Horloges - 5
Microcosme de comtoise
3ème partie
InFolio
Ils étaient exténués, quelques-uns même manquaient à l’appel. Mais ils n’avaient pas trouvé de nouveau refuge. Les matériaux accessibles ne nous étaient pas favorables, pas moyen de les percer.
Nos explorations ne s’arrêtèrent pas pour autant, d’autres missions externes furent mises en place, en vain.
L’étude des vibrations stridentes battait également son plein. En faisant un trou dans la paroi de la galerie lors de chaque grande vibration accompagnée du bruit aigu, nous découvrîmes que ce phénomène se reproduisait toujours le même nombre de fois pendant un cycle d’obscurité.
Petit à petit, une régularité fut même relevée. Sur la moitié de nos pattes, ce qui fait trois fois de suite, il y avait un son bref. La fois qui suivait avait une durée variable.
En étudiant ce son de durée variable, une nouvelle observation fut faite. Sa durée était d’abord croissante, le nombre de saccades augmentant d’une unité à chaque fois. Il croissait jusque mes pattes ajoutées aux pattes d’un autre colon, pour revenir ensuite à un seul son bref. Le retour à une seule saccade ayant lieu deux fois par cycle d’obscurité.
Aujourd’hui, alors que je vous parle, pour l’histoire et la mémoire de notre groupe, je me fais vieux. Mes cycles sont comptés. Je suis l’ancien auquel vous vous adressez pour les conseils. Alors écoutez-moi. Même si nous ne comprenons ni le sens ni le but de tous ces bruits et de ces mouvements, nous savons aussi que la colonie ne peut, dans l’état actuel des choses, quitter ce bois. Nous devons donc en prendre soin, continuer à nous y adapter. Ce bois est encore grand, il y a un grand volume inexploité pour les générations futures. N’affaiblissez pas trop sa base, ni ses parois comme nous vous l’avons toujours enseigné, il ne doit pas s’écrouler.
Et tout ceci n’est pas mauvais.
Avez-vous remarqué, ceux qui ont connu l’avant, comme moi, que la période froide n’existe pas ici ? Nous n’avons plus cette eau qui parfois ruisselait sur la paroi externe, risquant de noyer nos galeries !

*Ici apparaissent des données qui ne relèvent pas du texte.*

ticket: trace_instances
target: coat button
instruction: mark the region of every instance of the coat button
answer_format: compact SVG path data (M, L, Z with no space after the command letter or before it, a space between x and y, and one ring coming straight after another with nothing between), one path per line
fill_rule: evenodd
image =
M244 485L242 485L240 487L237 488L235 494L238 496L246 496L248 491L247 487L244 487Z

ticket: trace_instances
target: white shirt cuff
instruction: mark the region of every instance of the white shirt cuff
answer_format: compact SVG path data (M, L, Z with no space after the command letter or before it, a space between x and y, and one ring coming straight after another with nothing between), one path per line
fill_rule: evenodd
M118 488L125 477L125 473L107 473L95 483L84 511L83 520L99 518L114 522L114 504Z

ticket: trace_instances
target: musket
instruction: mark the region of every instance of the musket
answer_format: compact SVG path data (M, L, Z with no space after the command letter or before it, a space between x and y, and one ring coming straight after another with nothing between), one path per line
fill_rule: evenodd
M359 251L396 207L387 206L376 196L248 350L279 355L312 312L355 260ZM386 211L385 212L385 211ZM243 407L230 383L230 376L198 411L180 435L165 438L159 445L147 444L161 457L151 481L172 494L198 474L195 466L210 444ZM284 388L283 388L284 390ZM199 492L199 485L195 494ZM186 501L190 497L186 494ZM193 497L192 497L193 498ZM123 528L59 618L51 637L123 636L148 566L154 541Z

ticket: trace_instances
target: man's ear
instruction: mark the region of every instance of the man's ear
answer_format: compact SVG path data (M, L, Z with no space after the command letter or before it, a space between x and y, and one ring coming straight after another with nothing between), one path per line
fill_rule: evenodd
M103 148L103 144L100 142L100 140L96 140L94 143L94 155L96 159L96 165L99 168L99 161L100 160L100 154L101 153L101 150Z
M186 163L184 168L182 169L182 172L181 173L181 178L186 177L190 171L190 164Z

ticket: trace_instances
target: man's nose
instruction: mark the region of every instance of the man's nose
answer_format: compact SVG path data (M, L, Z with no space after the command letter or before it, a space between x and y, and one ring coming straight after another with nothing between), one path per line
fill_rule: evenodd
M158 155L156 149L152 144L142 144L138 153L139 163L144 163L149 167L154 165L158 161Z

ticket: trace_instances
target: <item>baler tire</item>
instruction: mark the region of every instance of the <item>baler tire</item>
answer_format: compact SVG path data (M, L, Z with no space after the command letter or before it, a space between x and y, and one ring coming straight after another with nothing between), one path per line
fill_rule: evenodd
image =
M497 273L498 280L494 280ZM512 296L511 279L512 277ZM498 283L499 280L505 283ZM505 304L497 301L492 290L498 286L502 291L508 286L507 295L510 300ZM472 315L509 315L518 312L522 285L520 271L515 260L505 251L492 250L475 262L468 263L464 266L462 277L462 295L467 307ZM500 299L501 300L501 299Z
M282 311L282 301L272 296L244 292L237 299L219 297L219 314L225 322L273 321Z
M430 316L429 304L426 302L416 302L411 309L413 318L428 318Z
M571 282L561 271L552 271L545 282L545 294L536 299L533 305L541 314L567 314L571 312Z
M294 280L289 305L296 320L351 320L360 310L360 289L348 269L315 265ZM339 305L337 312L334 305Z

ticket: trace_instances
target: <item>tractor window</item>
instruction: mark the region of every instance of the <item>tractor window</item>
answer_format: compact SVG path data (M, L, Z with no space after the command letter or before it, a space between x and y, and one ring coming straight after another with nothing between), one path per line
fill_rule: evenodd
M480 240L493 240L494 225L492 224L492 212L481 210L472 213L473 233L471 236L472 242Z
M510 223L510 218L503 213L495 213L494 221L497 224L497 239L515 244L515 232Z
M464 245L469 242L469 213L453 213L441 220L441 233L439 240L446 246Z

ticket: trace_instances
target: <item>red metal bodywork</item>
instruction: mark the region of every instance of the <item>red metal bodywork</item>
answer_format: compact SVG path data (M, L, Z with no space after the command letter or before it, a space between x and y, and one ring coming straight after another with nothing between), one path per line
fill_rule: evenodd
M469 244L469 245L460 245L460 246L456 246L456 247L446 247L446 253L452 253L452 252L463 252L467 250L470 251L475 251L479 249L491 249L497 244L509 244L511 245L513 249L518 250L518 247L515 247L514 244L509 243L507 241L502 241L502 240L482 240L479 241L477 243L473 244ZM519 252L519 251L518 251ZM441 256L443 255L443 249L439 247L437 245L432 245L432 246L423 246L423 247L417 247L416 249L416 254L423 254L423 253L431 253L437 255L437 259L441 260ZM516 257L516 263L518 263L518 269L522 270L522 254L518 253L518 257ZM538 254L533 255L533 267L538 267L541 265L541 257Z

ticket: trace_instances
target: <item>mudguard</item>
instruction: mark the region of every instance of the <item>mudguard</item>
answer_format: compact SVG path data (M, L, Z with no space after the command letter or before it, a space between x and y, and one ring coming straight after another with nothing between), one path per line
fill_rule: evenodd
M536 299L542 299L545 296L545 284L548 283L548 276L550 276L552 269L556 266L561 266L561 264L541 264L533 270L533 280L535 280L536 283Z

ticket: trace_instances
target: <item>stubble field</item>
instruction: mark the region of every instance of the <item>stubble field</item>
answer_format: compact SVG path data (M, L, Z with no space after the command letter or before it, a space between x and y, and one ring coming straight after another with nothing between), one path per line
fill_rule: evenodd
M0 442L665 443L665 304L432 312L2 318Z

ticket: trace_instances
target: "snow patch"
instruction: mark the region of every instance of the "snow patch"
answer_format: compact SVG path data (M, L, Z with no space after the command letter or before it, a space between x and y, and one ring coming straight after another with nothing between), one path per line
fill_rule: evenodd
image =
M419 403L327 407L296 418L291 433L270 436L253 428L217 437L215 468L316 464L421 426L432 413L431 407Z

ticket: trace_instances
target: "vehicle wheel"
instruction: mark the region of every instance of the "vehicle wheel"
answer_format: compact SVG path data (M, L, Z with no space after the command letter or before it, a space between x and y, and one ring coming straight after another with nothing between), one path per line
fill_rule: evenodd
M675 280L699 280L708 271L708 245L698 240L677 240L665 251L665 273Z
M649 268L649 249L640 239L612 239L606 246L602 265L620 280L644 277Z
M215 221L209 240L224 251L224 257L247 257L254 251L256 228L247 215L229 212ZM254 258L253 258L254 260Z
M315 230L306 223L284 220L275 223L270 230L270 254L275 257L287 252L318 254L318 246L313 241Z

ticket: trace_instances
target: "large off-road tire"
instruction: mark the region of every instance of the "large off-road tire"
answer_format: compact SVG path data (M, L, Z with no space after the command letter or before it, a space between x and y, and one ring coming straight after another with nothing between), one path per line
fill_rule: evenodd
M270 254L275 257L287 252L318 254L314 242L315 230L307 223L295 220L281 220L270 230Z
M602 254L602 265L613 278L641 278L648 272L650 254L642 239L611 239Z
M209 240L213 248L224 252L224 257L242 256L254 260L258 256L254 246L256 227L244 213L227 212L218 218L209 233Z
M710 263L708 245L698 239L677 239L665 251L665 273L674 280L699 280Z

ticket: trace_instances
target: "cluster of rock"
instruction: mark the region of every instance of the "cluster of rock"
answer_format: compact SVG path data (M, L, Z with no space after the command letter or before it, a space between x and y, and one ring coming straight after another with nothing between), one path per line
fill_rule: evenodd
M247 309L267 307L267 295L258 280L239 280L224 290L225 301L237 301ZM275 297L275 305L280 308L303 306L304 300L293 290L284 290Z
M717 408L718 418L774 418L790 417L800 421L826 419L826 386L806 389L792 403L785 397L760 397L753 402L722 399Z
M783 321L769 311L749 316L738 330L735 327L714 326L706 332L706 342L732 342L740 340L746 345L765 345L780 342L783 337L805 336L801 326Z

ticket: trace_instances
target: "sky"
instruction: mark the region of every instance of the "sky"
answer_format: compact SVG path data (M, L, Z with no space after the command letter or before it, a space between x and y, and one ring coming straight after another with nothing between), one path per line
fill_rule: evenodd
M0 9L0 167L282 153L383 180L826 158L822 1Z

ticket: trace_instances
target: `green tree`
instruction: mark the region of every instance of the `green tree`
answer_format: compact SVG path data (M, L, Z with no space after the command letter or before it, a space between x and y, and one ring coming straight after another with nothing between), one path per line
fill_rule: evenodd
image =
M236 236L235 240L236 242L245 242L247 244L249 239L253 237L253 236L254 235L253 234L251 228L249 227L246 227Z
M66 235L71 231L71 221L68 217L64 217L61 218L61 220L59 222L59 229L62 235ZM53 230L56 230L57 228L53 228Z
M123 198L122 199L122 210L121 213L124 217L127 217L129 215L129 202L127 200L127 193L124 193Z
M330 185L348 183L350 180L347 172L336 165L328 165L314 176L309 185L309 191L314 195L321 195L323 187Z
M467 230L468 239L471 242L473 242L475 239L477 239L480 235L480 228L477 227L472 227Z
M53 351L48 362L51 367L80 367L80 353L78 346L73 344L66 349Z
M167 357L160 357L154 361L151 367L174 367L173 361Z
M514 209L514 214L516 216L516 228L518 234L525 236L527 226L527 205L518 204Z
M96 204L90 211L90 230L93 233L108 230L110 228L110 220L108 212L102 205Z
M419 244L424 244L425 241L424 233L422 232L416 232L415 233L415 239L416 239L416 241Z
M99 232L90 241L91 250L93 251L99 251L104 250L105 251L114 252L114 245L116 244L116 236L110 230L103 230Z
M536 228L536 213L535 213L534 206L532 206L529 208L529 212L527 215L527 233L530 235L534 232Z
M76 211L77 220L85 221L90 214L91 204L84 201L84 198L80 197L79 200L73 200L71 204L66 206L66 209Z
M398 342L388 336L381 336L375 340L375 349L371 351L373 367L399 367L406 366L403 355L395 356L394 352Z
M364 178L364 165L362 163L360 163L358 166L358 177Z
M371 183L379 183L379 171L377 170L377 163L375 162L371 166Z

J’ai aussi le sentiment, au fond de moi, d’avoir vécu bien plus longtemps que je ne l’aurais dû, de ressentir plus de choses qu’avant. Peut-être est-ce grâce à la douce température qui règne en ces lieux. Peut-être est-ce grâce à ce poison qui a changé des choses en nous.
Nous ne craignons d’ailleurs plus ses effets. Si nous arrivions à trouver un bois pour fonder une nouvelle colonie, je crois que nous n’aurions plus besoin de le tester. Il n’y a plus de cobayes dans notre colonie, et c’est aussi bien.
Et les plus jeunes d’entre vous, qui n’ont pas connu l’avant, ne sont même pas conscients de la vibration continue du bois. Vous êtes totalement adaptés à cet environnement soumis à de brusques vibrations. Vous n’avez pas peur comme nous avons eu peur, c’est naturel pour vous !
Nous avons commencé à donner des noms à ces coups saccadés, une patte, deux pattes, trois pattes ne suffisant plus à les désigner. Ils rythment nos vies. Combien de fois ai-je entendu l’un de vous dire, par exemple, qu’après le troisième coup simple après le grand tumulte de - attendez, mes trois pattes et deux encore, on avait dit que c’était troi-deu, ou treu comme certains disent déjà ? – vous alliez faire ci, ou arrêter ça… Qui se réfère à l’obscurité maintenant ?
Allez, j’ai trop parlé, trop de coups ont retenti depuis que je vous ai réunis pour m’écouter. Je dois me reposer maintenant. Ne me dérangez pas avant le tumulte de troi-troi-deu.